Then why are they still called Christmas concerts; why not just Winter concerts?

Why still call Christmas Christmas at all. A true Christmas card is hard to find, plenty of Happy Holidays with Santa Claus and snowmen. It can be called All You Can Eat Day. That brings me to something else. We hear at this time of the year to give so that less fortunate people can have a fine Christmas dinner. And we hear it said that no one should be alone at Christmas. Of course, the rest of the year they can starve to death on their own – and that’s just their tough luck.

People say they can’t go to church Christmas Eve, they have company coming over on Christmas Day, or they can’t go to church on Easter Sunday because they are having an Easter egg hunt. So there’s a thought. Easter could be called Boiled Egg Day. I’m just being realistic. Christians are hell-bent to destroy Christianity. Well, Christianity is just like anything else: there will always be someone out there who will take anything and use it for evil. I always use the example of Madame Curie discovering the atom. I doubt if the evil side of her, so to speak, stood up and said, “Hooray! Let’s make a bomb.”
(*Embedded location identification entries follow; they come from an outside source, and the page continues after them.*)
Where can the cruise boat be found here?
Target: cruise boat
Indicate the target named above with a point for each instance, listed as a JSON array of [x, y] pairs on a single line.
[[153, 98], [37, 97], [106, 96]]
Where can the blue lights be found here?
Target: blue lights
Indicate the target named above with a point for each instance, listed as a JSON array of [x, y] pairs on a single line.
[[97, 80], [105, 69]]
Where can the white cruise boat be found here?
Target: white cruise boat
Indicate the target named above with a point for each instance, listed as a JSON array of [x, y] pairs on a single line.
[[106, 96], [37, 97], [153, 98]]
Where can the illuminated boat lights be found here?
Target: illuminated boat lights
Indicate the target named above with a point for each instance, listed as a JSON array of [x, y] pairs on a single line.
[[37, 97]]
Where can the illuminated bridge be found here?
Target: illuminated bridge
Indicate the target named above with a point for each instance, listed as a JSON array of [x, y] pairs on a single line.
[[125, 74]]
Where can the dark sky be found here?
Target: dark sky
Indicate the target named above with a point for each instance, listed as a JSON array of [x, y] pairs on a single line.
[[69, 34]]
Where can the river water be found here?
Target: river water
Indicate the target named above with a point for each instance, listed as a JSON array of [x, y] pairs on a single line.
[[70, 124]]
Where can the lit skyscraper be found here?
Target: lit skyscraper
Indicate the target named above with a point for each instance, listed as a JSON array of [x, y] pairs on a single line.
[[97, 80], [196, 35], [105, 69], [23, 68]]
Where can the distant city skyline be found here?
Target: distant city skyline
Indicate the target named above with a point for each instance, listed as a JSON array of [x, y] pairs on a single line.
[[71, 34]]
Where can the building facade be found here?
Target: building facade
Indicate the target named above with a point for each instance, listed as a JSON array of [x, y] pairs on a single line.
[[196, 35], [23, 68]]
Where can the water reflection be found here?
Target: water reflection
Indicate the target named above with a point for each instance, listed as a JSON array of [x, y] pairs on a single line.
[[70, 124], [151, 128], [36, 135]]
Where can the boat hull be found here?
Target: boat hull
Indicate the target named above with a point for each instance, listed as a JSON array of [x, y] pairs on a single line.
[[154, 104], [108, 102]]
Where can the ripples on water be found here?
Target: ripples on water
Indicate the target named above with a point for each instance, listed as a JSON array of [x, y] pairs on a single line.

No, she didn’t. But someone else did.

It must have been Madame Curie’s fault, or the fault of the atom. It could not possibly be the fault of those who made the bomb, so let’s blame her anyway, she discovered the atom.

I’d like to wish everyone a Happy Christmas but it isn’t politically correct, of course.

Happy Christmas, anyway. I could say that for a New Year’s Resolution we should all try to abolish political correctness.

Meanwhile, watch out for reindeer on your way to church Christmas Eve.